Sordità, Cuda: “26.000 pazienti usano un impianto cocleare in Italia”. E prosegue: “I livelli tecnologici sono molto avanzati, presto saranno totalmente impiantabili, ovvero non ci sarà più bisogno di un dispositivo esterno che si accoppia a un dispositivo interno”.
“Ad oggi sono circa 26.000 i pazienti che utilizzano un impianto cocleare in Italia. Da un calcolo fatto insieme all’Istituto superiore di Sanità, dal 2001 al 2023 sono stati eseguiti circa 23.000 procedure di impianto cocleare“. Lo fa sapere Domenico Cuda, il maggiore esperto di impianti cocleari in Italia e presidente nazionale della Società italiana di Audiologia e Foniatria (SIAF), intervenuto questa mattina al simposio promosso oggi a Montecitorio in occasione della Giornata mondiale dell’udito.

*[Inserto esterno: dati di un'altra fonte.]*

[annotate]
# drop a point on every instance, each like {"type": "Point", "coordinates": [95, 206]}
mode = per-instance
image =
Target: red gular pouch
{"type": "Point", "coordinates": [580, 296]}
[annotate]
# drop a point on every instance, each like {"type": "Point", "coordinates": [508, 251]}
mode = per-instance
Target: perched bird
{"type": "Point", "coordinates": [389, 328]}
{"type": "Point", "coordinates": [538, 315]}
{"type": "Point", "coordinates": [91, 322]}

“L’impiantologia cocleare è una delle tecnologie che ha rivoluzionato la vita dei pazienti con sordità grave e profonda. Parliamo delle forme più gravi – precisa lo specialista – laddove nelle forme di entità minore il protagonista è sempre l’apparecchio acustico. L’impianto cocleare ha raggiunto livelli tecnologici molto avanzati, dietro l’angolo oramai ci saranno anche gli impianti totalmente impiantabili, ovvero non ci sarà più bisogno di un dispositivo esterno che si accoppia a un dispositivo interno. Tutta la tecnologia sarà impiantabile al di sotto della pelle del paziente. Ci sono almeno due brand con un prodotto già in fase avanzata di sviluppo. La nostra sensazione è che sia imminente o quasi l’arrivo di questa tecnologia“.
Grandi passi in avanti grazie all’Intelligenza artificiale e ai nuovi microchip, che “consentono di avere dei dispositivi smart, con altissime capacità di leggere l’ambiente, di memorizzare le mappe e di conservarle nel loro interno. Inoltre – conclude Cuda – i miglioramenti chirurgici: si possono fare degli impianti di precisione adatti alle dimensioni delle cocle dei singoli pazienti, e poi ci sono approcci chirurgici gestiti da bracci robotici. La tecnologia è molto avanzata“.